Edge Pruning For Circuit Discovery

This repository contains the code and data for the paper "Finding Transformer Circuits with Edge Pruning".

Quick Links

Environment
Overview of Edge Pruning
Repository Structure
Running the Code
Bugs or Questions?
Citation

Environment

After installing PyTorch, run

pip install -r requirements.txt

to install the required packages.

Overview of Edge Pruning

The method itself is described in depth in our paper. Here we outline the implementation.

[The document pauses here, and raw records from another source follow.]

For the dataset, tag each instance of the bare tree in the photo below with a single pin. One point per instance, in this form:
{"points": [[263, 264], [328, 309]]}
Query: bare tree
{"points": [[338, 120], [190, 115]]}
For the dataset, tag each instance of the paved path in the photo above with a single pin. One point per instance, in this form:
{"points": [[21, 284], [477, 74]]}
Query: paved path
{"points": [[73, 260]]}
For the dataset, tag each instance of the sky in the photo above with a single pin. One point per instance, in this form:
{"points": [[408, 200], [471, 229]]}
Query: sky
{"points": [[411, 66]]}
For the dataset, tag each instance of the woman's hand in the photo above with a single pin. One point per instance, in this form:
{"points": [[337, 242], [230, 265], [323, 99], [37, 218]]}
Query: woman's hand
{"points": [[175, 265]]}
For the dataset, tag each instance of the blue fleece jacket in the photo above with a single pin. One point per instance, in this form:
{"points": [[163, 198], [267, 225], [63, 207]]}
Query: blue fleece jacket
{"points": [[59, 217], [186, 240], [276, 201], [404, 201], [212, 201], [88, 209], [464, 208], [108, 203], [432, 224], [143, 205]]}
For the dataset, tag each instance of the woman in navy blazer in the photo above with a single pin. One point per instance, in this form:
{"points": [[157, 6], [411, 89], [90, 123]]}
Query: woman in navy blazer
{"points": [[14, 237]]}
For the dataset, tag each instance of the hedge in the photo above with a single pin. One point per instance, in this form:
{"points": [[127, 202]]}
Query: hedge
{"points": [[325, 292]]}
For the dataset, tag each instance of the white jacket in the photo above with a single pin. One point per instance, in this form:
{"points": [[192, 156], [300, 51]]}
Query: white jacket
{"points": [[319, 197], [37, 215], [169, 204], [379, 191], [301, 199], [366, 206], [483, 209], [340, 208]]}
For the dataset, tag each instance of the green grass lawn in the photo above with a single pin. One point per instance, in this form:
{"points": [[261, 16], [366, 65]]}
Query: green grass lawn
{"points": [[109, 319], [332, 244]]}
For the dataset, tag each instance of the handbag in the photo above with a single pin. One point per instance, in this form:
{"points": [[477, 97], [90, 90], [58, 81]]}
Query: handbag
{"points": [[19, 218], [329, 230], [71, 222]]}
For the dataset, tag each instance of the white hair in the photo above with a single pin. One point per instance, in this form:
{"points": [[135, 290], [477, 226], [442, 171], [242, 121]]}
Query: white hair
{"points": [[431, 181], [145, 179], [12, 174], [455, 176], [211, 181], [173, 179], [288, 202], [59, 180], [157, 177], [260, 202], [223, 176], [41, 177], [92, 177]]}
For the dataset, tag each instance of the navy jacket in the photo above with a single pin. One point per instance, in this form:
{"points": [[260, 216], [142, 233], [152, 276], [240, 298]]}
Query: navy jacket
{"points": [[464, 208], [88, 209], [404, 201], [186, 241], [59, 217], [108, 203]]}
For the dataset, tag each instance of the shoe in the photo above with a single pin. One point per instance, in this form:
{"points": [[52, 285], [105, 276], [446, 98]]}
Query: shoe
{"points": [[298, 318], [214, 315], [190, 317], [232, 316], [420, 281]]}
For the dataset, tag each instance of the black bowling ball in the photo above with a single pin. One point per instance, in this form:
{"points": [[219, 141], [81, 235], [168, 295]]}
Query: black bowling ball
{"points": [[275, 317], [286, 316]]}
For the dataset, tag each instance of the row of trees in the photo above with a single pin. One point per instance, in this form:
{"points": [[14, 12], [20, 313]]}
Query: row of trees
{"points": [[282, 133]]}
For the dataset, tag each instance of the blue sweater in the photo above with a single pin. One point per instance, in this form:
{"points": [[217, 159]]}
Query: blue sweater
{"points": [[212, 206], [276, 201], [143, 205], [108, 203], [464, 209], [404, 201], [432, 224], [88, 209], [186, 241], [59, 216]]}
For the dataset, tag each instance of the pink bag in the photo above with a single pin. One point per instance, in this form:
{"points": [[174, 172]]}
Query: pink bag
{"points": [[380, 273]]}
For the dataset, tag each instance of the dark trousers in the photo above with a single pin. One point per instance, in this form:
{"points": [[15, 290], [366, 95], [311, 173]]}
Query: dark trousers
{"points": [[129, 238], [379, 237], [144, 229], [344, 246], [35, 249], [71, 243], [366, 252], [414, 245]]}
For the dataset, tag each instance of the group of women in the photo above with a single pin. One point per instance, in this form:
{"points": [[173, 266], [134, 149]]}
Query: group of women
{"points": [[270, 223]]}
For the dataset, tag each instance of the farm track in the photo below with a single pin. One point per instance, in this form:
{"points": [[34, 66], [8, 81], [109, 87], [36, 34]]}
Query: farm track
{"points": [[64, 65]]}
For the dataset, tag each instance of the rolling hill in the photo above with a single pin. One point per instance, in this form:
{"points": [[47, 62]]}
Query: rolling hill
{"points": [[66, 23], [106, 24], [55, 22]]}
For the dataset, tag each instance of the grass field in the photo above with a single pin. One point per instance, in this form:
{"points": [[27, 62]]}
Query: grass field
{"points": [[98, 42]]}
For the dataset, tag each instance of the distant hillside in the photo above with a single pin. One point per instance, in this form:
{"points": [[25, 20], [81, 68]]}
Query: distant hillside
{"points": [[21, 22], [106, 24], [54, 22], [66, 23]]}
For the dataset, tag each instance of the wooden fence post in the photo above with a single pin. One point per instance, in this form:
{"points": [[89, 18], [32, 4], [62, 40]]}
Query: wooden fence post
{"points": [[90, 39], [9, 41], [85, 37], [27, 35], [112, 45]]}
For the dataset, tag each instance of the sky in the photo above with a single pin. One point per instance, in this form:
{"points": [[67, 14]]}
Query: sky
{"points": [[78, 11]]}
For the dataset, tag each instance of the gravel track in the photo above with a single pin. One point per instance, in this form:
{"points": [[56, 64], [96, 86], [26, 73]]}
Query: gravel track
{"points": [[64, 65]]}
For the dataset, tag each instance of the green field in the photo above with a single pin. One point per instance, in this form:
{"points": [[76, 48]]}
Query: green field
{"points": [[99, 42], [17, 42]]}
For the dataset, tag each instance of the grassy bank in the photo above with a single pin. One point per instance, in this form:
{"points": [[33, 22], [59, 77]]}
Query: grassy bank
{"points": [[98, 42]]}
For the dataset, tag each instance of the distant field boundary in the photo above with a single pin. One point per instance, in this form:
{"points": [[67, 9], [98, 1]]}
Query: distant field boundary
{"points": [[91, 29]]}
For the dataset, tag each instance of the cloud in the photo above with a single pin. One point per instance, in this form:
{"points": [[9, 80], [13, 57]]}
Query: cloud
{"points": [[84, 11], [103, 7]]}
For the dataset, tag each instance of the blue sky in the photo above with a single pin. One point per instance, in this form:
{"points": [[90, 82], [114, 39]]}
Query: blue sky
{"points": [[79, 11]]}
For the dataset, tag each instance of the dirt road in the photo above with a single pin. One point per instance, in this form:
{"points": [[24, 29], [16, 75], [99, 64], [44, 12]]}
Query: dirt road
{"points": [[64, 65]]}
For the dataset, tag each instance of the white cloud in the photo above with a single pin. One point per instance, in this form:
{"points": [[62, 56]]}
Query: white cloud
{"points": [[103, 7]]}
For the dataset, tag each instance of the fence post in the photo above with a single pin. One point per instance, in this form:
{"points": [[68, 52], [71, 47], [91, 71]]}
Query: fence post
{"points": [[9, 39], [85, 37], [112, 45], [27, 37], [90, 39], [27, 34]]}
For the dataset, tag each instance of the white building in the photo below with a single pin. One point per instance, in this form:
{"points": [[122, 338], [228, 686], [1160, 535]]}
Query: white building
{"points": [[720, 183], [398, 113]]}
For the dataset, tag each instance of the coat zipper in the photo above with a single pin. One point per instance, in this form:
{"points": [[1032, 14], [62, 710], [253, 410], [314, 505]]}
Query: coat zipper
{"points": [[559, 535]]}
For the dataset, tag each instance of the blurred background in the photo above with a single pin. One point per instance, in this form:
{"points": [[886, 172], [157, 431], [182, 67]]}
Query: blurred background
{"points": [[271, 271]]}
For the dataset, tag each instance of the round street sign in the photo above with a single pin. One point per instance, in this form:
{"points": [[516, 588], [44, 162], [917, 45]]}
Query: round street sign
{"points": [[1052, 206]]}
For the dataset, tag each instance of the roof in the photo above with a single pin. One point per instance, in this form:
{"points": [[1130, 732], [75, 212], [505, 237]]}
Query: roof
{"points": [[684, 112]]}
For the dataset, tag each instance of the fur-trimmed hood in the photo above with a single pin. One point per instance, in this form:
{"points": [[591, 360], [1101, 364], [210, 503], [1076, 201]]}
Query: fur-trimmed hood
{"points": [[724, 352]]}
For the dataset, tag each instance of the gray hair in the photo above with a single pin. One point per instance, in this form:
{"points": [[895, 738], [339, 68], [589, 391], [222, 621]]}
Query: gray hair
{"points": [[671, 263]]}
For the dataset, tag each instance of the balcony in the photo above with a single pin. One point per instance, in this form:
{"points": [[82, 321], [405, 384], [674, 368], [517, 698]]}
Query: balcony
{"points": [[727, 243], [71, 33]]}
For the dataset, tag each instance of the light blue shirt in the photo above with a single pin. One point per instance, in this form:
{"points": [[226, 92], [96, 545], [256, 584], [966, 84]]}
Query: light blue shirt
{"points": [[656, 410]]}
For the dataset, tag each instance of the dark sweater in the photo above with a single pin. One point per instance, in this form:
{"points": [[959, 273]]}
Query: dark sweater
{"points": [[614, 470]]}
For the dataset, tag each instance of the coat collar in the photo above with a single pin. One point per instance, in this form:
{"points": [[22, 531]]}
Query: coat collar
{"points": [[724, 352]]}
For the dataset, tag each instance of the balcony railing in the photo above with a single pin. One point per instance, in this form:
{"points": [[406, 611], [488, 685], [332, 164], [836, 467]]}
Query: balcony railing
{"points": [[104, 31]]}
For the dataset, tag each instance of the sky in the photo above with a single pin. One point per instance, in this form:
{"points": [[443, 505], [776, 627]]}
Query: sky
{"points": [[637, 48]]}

We expand the hidden state tensor from (batch_size, seq_len, hidden_dim) to (node, batch_size, seq_len, hidden_dim). This array acts as a sort of outbox for every node. Then, a downstream node can read its input via muxing these outboxes with a binary mask. The masks and their optimization are implemented with the L0 trick (described further in our paper)---this part of the code is in src/modeling/l0.py. We also provide some additional implementation comments here: since the "target" sparsities specified to the pruning scripts are just numbers, we can (and sometimes do) specify values above 1 to strongly push the model to be as sparse as possible. Also note that at the end of the training, we discretize the masks to 0 or 1 from their floating point values by rounding w.r.t a threshold. Instead of fixing the threshold to 0.5, we perform a binary search during evaluating so that the final threshold causes a sparsity of exactly 1 - <average mask value>.

Repository Structure

Note: Please unzip the data.zip file to the data/ directory before running the code!

The repository is structured as follows.

The data/ folder contains everything related to datasets and their generation. Specifically, data/datasets/ has the datasets for the various tasks used in our evaluation, while the scripts in data/scripts/ use the seed data in data/helper_files to generate these datasets programmatically. data/tracr_models contains the precompiled weights of the tracr models we use, while data/runs provides the final checkpoints of the pruned versions.
src/ houses the code related to actually performing the pruning, and evaluating the pruned circuits. In particular, src/modeling defines the model classes we use. src/prune provides fine-tuning scripts and src/eval/ contains scripts that evaluate the produced circuits (or the whole model).
run_scripts/ contain helper scripts that both demonstrate and help with launching pruning and evaluation runs.
tracrx/ has a slightly modified Tracr implementation. The modifications allow us to return the embedding matrix entries when calling the model, so that we can save all weights for future use in our equivalent Tracr class in PyTorch.
assets/ contains images used in this README.

Running the Code

GPT-2 Experiments

The datasets for IOI-t1 / IOI (Indirect Object Identification), GT (Greater Than) and GP (Gendered Pronoun) are under data/datasets/{ioi-t1/ioi/gt/gp}. If you wish to re-generate these, use the scripts in data/scripts/prepare_{ioi/gt/gp}.py. The modeling file for GPT-2 is src/modeling/modeling_fpt2.py, and the pruning scripts are found at src/prune/fpt2_{ioi/gt/gp}.py. The IOI pruning script can also be used for IOI-t1.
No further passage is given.